Before coming into the centre for my stay, I was a little apprehensive about what to expect and the length of time away from home, especially staying with people I had never met before. When I arrived at the centre, the staff were very welcoming, and explained more about my stay and showed me around. Within a few days, my medications started to be altered and new drugs introduced. Although I was having seizures in the centre, it was comforting not only to myself but my family that the medication changes were being made in a controlled and safe environment where the staff are fully trained to deal with all situations. This helped immensely just knowing they were there at any time.
The centre itself has many facilities. There is an activity room with a Wii games console and fitness equipment. There is a main sitting lounge area with numerous DVDs and books, a keep fit class once a week and an art class once a week. Each patient has their own room where they have the option to sit in their room and watch TV or go elsewhere in the many areas of the centre. The unit also has a lovely courtyard area which was used very frequently in the good weather.
For me personally, the best part of being here was meeting other patients who I could share my seizure experiences with and who understood what I was going through. Although epilepsy itself affects everyone in different ways all the patients were there for the same reason and despite having a very supportive family and friends it was nice to talk to other people who could relate to your story.
I stayed in the centre for five weeks, and although it seems like a long period of time to be away from your family and friends, you do get into a daily routine and time passes quickly. The only piece of advice I can give from being a patient is not to be too concerned about the duration of your stay: look at the long-term results at the end of the day, and believe me it is worth it. I made a lot of friends during my stay and now, after leaving the centre six months ago, I have my confidence back, I am gaining some independence back and most importantly have a quality of life again. I cannot thank the centre and the staff enough for their support and guidance throughout my stay. It has certainly helped me get my life back on track.

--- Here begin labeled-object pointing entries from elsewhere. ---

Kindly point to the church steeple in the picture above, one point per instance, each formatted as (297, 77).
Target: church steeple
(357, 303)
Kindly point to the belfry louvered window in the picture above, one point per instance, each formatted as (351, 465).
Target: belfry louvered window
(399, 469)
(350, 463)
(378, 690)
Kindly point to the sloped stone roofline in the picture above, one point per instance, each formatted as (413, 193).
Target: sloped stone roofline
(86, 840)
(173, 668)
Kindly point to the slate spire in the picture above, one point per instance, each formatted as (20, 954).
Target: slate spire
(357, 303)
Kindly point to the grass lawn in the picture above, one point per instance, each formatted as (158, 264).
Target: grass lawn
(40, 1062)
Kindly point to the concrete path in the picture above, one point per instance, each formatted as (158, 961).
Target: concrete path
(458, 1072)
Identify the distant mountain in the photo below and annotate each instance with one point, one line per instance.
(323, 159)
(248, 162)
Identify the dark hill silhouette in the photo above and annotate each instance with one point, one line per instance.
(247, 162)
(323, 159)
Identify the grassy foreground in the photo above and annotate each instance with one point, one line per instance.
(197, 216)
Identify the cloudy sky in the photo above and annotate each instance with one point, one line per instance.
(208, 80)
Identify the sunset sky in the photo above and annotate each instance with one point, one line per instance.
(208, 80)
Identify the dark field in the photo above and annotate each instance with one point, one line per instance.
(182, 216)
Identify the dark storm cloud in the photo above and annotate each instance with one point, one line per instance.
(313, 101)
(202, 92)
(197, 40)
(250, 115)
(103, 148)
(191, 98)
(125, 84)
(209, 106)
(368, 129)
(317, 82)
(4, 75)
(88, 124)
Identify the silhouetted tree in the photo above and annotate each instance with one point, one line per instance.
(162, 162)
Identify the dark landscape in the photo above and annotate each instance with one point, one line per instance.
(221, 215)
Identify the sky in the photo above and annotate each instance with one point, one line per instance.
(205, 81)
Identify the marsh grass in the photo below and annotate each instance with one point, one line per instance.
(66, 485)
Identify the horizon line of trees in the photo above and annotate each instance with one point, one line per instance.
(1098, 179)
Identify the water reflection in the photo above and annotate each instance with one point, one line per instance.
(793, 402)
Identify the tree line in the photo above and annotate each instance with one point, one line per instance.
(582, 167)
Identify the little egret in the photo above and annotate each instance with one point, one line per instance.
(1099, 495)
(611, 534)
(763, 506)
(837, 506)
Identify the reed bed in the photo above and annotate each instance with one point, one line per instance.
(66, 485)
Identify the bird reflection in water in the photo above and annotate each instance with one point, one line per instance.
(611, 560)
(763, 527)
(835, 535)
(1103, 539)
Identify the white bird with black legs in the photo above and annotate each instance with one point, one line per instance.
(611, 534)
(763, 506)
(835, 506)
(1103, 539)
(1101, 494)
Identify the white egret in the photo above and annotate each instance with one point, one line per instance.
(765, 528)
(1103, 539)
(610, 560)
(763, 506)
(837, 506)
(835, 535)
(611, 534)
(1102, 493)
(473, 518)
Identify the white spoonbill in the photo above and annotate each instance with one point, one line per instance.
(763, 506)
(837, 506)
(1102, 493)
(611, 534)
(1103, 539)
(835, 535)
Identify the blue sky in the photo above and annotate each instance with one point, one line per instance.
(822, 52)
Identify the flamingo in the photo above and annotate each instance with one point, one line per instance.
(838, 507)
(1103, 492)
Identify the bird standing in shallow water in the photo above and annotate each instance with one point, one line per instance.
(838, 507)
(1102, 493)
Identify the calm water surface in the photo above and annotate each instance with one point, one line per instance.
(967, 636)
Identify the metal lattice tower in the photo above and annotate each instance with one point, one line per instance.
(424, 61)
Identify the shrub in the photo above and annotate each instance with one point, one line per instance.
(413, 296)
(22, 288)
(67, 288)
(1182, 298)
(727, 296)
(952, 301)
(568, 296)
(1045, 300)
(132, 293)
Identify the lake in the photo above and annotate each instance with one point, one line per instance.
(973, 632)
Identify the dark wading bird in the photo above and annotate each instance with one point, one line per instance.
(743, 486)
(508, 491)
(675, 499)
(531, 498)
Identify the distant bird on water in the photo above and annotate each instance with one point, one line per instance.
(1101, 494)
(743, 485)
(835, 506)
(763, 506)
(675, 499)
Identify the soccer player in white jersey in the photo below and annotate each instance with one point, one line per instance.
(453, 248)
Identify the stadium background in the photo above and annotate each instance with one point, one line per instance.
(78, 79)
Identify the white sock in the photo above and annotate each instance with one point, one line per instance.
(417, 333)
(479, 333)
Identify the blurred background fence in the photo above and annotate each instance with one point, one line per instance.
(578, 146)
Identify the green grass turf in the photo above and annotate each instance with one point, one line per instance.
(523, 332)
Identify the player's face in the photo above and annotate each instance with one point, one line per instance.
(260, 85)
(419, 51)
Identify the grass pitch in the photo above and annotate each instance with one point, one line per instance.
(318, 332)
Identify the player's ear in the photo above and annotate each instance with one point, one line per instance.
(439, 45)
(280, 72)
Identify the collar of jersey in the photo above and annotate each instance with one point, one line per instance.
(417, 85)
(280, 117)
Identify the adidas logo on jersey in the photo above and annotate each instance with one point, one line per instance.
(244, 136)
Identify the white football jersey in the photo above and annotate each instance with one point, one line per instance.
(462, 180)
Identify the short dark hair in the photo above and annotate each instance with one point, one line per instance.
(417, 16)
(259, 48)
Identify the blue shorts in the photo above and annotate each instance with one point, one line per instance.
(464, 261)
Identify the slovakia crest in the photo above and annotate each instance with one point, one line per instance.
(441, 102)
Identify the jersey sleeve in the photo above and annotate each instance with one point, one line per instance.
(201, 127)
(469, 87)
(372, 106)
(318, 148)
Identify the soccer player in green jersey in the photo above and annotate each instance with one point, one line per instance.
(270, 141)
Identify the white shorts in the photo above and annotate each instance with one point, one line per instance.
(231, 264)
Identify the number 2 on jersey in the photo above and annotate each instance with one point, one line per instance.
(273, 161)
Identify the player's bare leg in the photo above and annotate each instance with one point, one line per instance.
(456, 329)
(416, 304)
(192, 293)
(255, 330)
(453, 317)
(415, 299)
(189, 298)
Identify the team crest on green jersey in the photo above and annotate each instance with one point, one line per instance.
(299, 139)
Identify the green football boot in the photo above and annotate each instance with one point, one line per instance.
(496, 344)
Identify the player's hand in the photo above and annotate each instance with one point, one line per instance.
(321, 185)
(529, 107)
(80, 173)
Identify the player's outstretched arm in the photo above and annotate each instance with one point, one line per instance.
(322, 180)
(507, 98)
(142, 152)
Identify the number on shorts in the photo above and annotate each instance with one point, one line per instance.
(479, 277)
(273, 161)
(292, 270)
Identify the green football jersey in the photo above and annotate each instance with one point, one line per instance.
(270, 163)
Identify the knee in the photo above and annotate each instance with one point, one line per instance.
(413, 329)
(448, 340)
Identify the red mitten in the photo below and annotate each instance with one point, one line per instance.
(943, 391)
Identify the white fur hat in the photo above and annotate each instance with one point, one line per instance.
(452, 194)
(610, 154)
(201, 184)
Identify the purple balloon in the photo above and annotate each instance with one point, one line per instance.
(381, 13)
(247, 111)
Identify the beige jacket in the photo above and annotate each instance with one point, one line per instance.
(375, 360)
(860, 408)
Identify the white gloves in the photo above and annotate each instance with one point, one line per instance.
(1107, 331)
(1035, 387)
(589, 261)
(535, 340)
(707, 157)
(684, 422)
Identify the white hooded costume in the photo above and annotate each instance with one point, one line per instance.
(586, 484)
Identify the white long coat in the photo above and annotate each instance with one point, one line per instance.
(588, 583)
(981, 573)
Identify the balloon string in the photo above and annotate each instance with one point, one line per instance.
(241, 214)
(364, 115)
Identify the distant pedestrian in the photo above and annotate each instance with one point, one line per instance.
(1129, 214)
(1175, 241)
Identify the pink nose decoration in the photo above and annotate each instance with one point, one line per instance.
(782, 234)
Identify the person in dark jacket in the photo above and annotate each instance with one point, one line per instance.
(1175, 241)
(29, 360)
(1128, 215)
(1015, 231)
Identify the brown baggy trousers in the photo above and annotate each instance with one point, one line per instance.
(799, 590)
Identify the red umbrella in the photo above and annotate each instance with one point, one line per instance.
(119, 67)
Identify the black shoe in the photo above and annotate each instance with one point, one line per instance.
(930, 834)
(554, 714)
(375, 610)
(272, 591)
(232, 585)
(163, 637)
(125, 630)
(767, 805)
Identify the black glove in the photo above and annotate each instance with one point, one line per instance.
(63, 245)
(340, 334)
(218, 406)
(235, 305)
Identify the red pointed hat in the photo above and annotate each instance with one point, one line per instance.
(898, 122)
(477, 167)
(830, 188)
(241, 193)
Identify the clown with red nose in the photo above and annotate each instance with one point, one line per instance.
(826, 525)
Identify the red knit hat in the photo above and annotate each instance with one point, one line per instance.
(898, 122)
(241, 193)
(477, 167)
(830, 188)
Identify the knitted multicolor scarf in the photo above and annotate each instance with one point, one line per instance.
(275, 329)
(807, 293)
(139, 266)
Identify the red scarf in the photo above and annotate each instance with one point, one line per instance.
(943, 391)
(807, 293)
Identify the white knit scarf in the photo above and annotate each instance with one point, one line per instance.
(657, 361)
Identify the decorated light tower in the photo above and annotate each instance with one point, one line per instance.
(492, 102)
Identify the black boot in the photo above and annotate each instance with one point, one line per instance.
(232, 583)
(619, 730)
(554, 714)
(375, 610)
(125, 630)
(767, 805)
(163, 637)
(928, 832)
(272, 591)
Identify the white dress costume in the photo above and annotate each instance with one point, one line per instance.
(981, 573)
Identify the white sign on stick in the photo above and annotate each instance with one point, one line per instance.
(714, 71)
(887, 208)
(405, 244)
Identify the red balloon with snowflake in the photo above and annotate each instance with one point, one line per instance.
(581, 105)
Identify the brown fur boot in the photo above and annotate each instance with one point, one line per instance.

I am 45 years old and took Encephalitis 12 ago. I was admitted to a regional hospital for over a year, and the consultant at the hospital suggested that I tried the Scottish Epilepsy Centre. I was very unsure because they had tried so many different medicines without much success, but I decided I would give the Epilepsy Centre a chance - what did I have to lose?
I went for my initial appointment at the epilepsy centre and I was excited about what and how much they could manage to do. When I came back down off cloud nine, I started to wonder what the building was like, so this is the place as I saw it.
The building is very new and you get your own room. The rooms have their own toilet and shower facilities, and there is a big bath in a separate area. There are also rooms to take children and carers. If you like your home comforts, the bed is orthapedic. I had a drawer to lock my purse or any other valuables.
I was given an alarm around my neck which made me feel a lot safer, especially since I didn’t know how my body would react to my new tablets, although I had no problems at all.
All staff do everything they can to make your stay as comfortable as possible the meals are good and you get breakfast, lunch and dinner, two courses if you want, and toast for supper.
There is an activity room. I could keep up with my emails because of the computer, and there is Windows and Facebook, etc. A few of us had a laugh learning to play pool and tried ten pin bowling on a games console. There is also a small gym and Zumba classes. The art classes were fun, especially since none of us had worked with chalk before.
The time doesn't feel as long as you think it will.